Florida Restores 20 Years of Everglades Damage in Decades
A massive swamp that developers nearly destroyed in the 1950s has been brought back to life after 20 years of careful restoration work. Picayune Strand in Florida is now 90% restored, bringing endangered species back home.
What was once destined to become America's largest suburb is now thriving wetland again, proving that even our biggest environmental mistakes can be undone.
Picayune Strand, a massive rectangle of Florida swampland near Everglades National Park, almost became a sprawling housing development called Golden Gate Estates in the 1950s. Real estate company Gulf American bought the land, dug four huge canals to drain it, and built roads across the wetlands to prepare for construction.
But nature had other plans. The swamp sat two feet lower than surrounding areas, making flooding impossible to control. Gulf American went bankrupt, leaving behind a wounded landscape crisscrossed with empty roads and drainage canals.
Then the real work began. Starting in 1985, conservationists bought back every single plot of land that had been sold, piece by tedious piece. By 2004, they owned it all.

The Everglades Foundation, the Conservancy of Southwest Florida, and the U.S. Army Corps of Engineers got to work undoing decades of damage. They tore up the roads and dumped the rubble back into the canals, plugging them up. The goal was to restore "sheet flow," the natural phenomenon where water moves slowly across the entire Everglades in one direction like a river of grass.

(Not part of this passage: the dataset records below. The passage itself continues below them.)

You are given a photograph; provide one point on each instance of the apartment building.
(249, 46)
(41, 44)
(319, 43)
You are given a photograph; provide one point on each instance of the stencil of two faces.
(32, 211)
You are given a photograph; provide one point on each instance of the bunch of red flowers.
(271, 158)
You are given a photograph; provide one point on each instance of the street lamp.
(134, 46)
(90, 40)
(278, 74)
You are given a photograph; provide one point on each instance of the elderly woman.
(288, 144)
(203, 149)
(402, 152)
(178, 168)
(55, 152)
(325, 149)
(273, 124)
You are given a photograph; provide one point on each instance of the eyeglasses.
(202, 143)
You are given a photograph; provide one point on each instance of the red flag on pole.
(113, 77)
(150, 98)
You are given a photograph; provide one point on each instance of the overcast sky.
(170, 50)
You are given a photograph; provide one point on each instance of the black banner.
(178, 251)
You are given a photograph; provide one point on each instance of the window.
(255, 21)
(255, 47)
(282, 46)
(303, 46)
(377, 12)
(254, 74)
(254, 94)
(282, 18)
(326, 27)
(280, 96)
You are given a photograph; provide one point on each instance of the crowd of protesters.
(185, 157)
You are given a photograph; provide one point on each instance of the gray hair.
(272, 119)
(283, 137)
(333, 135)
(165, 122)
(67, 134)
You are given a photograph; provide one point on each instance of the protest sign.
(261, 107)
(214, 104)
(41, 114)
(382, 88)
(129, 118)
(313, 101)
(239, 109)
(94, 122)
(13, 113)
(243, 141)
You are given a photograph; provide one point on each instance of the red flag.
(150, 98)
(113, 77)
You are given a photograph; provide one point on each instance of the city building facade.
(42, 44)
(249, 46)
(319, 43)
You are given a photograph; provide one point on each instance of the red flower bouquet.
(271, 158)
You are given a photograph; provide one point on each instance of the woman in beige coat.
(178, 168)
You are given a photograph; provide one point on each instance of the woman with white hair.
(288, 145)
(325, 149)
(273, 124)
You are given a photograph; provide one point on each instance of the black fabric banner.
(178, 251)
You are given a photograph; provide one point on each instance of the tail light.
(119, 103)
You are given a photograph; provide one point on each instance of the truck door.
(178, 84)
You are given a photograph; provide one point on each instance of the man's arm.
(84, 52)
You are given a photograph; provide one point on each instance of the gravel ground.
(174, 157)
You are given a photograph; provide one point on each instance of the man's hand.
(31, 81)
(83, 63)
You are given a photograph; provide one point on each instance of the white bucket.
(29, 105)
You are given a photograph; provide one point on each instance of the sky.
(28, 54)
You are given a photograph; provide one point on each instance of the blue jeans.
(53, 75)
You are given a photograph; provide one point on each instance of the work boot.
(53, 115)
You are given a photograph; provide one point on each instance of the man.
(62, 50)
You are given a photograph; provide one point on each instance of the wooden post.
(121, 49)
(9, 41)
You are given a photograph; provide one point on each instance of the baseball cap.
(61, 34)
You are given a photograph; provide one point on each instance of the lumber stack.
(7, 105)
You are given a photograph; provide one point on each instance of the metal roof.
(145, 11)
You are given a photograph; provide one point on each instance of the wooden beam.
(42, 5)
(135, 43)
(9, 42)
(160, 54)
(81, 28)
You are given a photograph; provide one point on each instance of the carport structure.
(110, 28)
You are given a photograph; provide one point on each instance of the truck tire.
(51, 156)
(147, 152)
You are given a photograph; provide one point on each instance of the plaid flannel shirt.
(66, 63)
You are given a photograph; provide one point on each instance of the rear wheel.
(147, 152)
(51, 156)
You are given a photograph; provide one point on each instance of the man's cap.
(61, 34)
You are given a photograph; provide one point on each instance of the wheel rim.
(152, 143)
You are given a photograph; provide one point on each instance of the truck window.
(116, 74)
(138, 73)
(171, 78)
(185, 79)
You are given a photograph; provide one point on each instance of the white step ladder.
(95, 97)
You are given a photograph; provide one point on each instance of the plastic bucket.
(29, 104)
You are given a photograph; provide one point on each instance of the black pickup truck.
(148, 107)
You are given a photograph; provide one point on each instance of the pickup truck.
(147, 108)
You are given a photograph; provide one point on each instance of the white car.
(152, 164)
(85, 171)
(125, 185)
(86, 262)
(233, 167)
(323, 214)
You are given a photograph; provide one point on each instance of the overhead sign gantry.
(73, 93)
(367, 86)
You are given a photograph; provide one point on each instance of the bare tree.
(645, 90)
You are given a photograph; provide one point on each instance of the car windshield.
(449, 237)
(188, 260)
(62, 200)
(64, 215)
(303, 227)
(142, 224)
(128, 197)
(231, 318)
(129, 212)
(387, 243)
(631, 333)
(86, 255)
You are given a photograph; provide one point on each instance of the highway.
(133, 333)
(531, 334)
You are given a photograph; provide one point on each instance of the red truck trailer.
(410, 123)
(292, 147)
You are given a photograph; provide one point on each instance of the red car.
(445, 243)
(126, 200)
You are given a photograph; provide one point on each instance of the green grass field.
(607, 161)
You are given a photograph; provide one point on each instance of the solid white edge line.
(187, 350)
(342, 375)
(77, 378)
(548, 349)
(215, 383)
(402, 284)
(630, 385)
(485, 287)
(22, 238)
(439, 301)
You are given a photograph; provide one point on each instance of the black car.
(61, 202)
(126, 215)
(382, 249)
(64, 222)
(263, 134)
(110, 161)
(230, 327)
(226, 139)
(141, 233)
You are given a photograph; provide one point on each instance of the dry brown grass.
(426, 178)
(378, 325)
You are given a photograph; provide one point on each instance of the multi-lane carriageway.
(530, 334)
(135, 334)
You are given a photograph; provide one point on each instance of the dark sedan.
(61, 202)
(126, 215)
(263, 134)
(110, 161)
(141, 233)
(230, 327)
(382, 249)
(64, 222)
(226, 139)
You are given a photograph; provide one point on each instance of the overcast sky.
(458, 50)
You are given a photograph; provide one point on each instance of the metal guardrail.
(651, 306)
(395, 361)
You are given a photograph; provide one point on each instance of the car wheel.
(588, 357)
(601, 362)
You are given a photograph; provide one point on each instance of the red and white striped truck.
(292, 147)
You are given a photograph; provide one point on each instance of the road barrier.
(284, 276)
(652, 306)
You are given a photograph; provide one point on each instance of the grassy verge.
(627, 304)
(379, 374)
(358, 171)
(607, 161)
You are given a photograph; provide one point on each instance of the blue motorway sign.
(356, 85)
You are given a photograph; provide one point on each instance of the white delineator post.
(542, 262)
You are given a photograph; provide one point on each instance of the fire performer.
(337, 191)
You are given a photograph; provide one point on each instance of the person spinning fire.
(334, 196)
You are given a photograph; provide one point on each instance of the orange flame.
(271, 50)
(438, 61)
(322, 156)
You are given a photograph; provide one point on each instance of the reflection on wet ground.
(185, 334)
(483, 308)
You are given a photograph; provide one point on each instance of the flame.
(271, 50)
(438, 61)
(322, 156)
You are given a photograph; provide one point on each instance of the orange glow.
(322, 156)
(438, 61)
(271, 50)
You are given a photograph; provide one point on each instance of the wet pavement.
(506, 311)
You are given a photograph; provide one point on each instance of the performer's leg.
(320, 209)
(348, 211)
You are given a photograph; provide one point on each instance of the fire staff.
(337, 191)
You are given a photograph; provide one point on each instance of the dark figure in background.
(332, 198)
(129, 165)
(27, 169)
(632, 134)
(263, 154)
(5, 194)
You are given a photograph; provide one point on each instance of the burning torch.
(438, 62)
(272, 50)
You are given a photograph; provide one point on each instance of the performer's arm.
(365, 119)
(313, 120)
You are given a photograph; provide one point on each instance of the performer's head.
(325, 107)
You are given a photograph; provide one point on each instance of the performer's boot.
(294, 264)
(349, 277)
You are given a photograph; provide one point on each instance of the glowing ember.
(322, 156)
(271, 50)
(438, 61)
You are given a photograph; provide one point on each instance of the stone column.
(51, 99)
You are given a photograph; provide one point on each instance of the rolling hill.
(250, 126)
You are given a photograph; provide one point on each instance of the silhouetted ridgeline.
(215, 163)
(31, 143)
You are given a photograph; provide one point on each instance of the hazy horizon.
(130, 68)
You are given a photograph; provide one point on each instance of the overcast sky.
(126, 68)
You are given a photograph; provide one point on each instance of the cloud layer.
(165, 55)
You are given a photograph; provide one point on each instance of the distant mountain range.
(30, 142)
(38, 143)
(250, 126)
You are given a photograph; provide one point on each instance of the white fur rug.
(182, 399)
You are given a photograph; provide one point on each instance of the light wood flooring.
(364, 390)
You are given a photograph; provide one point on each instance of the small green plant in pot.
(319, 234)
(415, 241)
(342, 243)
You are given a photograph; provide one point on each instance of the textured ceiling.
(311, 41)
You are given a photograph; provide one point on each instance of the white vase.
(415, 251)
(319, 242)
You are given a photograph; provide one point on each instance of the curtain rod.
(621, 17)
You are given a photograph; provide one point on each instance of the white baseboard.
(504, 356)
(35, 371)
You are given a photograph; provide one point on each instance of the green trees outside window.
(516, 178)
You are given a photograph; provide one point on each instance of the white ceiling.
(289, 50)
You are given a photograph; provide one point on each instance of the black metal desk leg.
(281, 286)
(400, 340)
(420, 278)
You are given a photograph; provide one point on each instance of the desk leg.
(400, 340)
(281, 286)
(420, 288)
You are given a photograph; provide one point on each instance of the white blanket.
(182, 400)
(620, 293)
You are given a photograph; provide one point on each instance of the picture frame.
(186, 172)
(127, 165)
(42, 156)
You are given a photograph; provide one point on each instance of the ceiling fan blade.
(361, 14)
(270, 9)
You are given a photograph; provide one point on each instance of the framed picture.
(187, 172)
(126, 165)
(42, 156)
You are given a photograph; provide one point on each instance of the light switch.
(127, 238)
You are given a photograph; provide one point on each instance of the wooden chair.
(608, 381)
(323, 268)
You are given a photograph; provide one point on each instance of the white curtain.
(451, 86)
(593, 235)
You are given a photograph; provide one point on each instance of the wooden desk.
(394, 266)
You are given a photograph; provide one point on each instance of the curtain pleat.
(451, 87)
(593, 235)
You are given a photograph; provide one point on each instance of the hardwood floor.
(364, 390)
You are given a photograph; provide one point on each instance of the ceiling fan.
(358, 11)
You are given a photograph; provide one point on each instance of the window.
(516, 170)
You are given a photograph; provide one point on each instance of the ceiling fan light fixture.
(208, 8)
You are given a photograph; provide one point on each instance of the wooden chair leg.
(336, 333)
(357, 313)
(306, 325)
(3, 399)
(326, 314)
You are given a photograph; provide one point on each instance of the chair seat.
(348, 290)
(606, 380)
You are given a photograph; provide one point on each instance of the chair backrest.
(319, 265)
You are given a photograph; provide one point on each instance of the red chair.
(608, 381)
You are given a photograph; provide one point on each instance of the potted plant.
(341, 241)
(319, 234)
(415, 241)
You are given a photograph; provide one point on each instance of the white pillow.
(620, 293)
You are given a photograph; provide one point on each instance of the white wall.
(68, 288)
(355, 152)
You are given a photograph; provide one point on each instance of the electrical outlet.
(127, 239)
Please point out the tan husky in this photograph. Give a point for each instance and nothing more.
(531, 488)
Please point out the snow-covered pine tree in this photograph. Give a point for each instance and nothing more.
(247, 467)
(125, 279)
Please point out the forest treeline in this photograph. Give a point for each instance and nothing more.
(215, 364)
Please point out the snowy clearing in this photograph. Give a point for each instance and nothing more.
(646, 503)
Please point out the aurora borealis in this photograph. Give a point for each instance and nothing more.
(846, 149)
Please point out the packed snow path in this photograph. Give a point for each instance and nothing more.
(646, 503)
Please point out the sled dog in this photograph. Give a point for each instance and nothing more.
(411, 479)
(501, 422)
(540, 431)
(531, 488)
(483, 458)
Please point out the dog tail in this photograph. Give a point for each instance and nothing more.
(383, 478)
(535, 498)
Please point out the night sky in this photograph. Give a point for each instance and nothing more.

Today, ecologist Michael Duever estimates Picayune Strand is more than 90% restored to its original state. Native plants are spreading again, including wild sunflowers that need constant wetness to survive.
The Ripple Effect: Endangered species are already moving back in. The Florida panther now roams the restored wetlands, and the red-cockaded woodpecker has returned. Studies show insect populations have exploded, feeding the bonneted bat, Florida's largest bat species with a wingspan over a foot long.
Three pump stations remain as a compromise for nearby residents, keeping water levels from flooding homes. It's not perfect, but it's proof that restoration works.
Stephen Davis, chief science officer at the Everglades Foundation, calls Picayune Strand "a microcosm of the entire plan" to save the Everglades. If they can bring back this broken landscape, they can save the rest too.